Lilith Sesquiquadrate Natal Mars

Transiting Lilith sesquiquadrate your natal Mars creates friction between refusal and forward motion. Mars drives you to act, to push, to claim space, but Lilith in hard aspect to it refuses the script Mars is following. This is not a smooth integration. The sesquiquadrate is a 135-degree angle, an awkward mismatch that produces irritation rather than crisis. You may feel your own aggression turn strange to you, or notice that what normally propels you forward now feels contaminated by something you cannot name.

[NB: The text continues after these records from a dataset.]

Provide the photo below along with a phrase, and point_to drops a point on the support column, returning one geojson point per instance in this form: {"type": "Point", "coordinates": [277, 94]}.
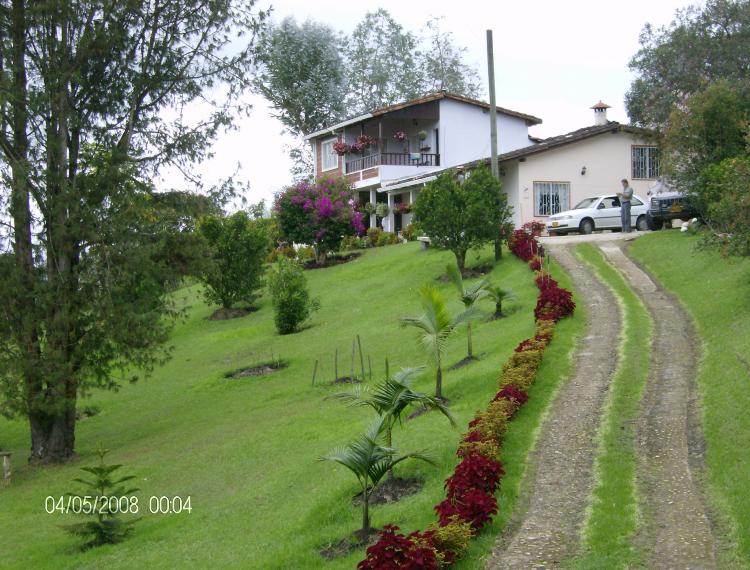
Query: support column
{"type": "Point", "coordinates": [391, 220]}
{"type": "Point", "coordinates": [373, 200]}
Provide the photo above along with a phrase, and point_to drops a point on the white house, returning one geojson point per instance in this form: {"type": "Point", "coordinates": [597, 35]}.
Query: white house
{"type": "Point", "coordinates": [454, 130]}
{"type": "Point", "coordinates": [555, 174]}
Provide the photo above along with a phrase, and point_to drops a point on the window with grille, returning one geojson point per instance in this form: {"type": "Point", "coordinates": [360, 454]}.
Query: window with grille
{"type": "Point", "coordinates": [645, 162]}
{"type": "Point", "coordinates": [330, 159]}
{"type": "Point", "coordinates": [551, 198]}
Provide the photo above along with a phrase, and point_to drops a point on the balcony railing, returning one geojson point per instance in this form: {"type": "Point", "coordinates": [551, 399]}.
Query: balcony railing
{"type": "Point", "coordinates": [392, 159]}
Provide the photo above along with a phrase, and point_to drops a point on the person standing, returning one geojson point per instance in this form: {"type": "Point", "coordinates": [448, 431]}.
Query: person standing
{"type": "Point", "coordinates": [625, 196]}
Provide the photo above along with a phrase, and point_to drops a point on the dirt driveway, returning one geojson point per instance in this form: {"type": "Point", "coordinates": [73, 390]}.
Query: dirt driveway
{"type": "Point", "coordinates": [674, 529]}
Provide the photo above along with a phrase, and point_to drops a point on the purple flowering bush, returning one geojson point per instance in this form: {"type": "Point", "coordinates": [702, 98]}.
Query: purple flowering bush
{"type": "Point", "coordinates": [319, 214]}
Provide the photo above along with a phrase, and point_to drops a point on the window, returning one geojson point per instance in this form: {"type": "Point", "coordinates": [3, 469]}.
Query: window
{"type": "Point", "coordinates": [645, 161]}
{"type": "Point", "coordinates": [551, 198]}
{"type": "Point", "coordinates": [329, 159]}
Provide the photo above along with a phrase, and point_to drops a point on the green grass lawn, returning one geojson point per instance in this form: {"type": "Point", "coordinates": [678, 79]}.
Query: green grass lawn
{"type": "Point", "coordinates": [612, 516]}
{"type": "Point", "coordinates": [245, 450]}
{"type": "Point", "coordinates": [716, 292]}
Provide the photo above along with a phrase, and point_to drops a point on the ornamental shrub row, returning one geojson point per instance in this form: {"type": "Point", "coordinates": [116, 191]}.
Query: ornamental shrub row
{"type": "Point", "coordinates": [470, 501]}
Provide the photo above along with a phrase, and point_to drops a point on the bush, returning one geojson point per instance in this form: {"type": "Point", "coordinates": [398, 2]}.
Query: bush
{"type": "Point", "coordinates": [373, 235]}
{"type": "Point", "coordinates": [474, 472]}
{"type": "Point", "coordinates": [409, 233]}
{"type": "Point", "coordinates": [474, 442]}
{"type": "Point", "coordinates": [524, 246]}
{"type": "Point", "coordinates": [283, 250]}
{"type": "Point", "coordinates": [394, 550]}
{"type": "Point", "coordinates": [474, 507]}
{"type": "Point", "coordinates": [387, 238]}
{"type": "Point", "coordinates": [451, 540]}
{"type": "Point", "coordinates": [319, 214]}
{"type": "Point", "coordinates": [554, 303]}
{"type": "Point", "coordinates": [291, 300]}
{"type": "Point", "coordinates": [105, 525]}
{"type": "Point", "coordinates": [238, 248]}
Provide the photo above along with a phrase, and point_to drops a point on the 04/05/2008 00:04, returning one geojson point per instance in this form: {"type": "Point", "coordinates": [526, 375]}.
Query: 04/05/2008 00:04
{"type": "Point", "coordinates": [127, 504]}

During this transit, anger may arrive without a clear target. Your Mars wants to move decisively, but Lilith's presence introduces a question: *Whose desire is this really?* You may find yourself hesitating mid-action, or conversely, acting with an intensity that surprises you, not because you are more forceful, but because you are channeling a refusal alongside the drive. The sesquiquadrate does not allow these energies to cooperate. They create a stutter in your assertiveness. You say yes to something, then feel a sharp no rising underneath it. You push forward on a project, then suddenly resent the very terms of the push.

What surfaces now is often a blind spot about your own compliance. Mars typically knows what it wants and moves toward it. Lilith, by contrast, knows what it will not accept. When they are in friction, you may discover that you have been asserting yourself within a boundary you never consciously chose, and now that boundary feels like a cage. This can manifest as sudden irritability with authority figures, unexpected refusal of opportunities that once seemed desirable, or a sharp awareness that you have been performing aggression rather than feeling it. The discomfort is the point. It clarifies where you have been operating on borrowed terms.

The practical adjustment is not to force harmony between these two. Instead, let the friction teach you the difference between Mars-driven ambition and Lilith-driven refusal. One serves momentum; the other serves integrity. Over this period, you may find that your most authentic assertion comes not from pushing harder, but from withdrawing consent from something that never truly belonged to you.